Definitely have multiple replicas, and recreate misbehaving ones, saving logs and data for later analysis.

If you can't have that (and budget allows) keep unhealthy replicas alive and pull them off the load balancers.

In my experience option one works best, and makes option two redundant. Unknown unknowns are a thing, but that's true even when the unhealthy replicas are kept around.
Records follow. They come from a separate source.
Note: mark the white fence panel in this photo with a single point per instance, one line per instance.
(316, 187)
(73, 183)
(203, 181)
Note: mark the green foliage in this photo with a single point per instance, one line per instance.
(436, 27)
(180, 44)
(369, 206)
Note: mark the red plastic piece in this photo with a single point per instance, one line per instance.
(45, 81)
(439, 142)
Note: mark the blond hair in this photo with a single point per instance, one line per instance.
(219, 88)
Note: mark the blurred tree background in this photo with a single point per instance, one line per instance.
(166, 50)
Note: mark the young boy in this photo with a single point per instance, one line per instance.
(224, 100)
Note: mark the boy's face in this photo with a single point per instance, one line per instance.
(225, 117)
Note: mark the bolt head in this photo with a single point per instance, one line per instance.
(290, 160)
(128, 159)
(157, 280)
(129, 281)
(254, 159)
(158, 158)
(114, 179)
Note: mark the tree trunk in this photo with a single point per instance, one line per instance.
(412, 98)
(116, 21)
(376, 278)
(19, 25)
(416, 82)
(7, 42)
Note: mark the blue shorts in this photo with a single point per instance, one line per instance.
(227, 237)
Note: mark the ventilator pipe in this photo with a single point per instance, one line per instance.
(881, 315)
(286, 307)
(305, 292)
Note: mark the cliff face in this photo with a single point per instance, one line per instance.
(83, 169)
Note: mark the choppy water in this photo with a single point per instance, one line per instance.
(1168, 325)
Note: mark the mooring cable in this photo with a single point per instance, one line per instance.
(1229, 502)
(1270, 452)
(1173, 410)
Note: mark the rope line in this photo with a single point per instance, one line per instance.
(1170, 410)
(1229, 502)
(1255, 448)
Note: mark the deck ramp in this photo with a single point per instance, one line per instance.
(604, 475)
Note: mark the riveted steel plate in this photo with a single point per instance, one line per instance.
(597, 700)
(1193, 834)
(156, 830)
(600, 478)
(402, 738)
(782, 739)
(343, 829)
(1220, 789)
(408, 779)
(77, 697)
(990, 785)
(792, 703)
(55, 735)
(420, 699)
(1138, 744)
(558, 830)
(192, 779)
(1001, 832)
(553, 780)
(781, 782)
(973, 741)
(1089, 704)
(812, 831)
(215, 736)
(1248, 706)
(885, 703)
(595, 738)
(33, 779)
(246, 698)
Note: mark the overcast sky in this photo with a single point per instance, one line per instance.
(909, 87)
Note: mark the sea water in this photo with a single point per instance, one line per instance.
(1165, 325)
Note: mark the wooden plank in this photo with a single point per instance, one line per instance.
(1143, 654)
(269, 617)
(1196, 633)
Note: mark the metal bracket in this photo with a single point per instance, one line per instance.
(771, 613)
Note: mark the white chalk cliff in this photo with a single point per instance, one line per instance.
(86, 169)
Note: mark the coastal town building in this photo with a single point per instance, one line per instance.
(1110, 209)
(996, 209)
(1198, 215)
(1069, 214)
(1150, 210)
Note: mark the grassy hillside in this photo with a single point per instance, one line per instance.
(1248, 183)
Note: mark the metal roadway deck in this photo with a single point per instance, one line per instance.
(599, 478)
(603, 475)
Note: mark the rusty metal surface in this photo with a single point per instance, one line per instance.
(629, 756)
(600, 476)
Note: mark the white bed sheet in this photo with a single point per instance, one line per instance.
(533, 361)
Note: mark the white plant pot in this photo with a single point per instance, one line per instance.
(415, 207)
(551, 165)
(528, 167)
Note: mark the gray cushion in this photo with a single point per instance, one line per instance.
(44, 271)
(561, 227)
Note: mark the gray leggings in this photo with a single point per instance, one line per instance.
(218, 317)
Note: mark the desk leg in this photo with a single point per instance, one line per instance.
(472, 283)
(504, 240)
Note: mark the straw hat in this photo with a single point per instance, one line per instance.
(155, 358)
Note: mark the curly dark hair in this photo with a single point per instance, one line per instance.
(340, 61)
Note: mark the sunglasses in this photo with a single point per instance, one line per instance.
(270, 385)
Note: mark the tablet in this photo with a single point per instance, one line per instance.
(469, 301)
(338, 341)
Ideally systemd metrics are being gathered and notifications are set up in a way that bring attention to services that are being restarted excessively
(comment deleted)
This is really confusing when I am trying to debug why a service failed and checking the logs the last errors are because the service is re-starting too quickly.
is there some kind of gaming going on where everything this guy posts gets to the front page? he has 11 front page low-quality posts in 14 days
Looking at the history, I don't think so (though he has high karma value, I don't know if that is considered by the algo since it's secret). His failure rate is pretty typical. He just submits a lot of posts.
No I'm talking about the blog author
Nothing about the 4-paragraph blog posts he makes is advanced. It is in fact a remarkably basic lesson of "monitor your services" that even a 16 year old developer would know. I think he is just used to talking down to idiots because of his job, maybe.

No offense to the dude if he happens to be reading this, but less quantity and more quality please. I'm sure you're very smart.

Alternatively, maybe HN can let us blacklist domains?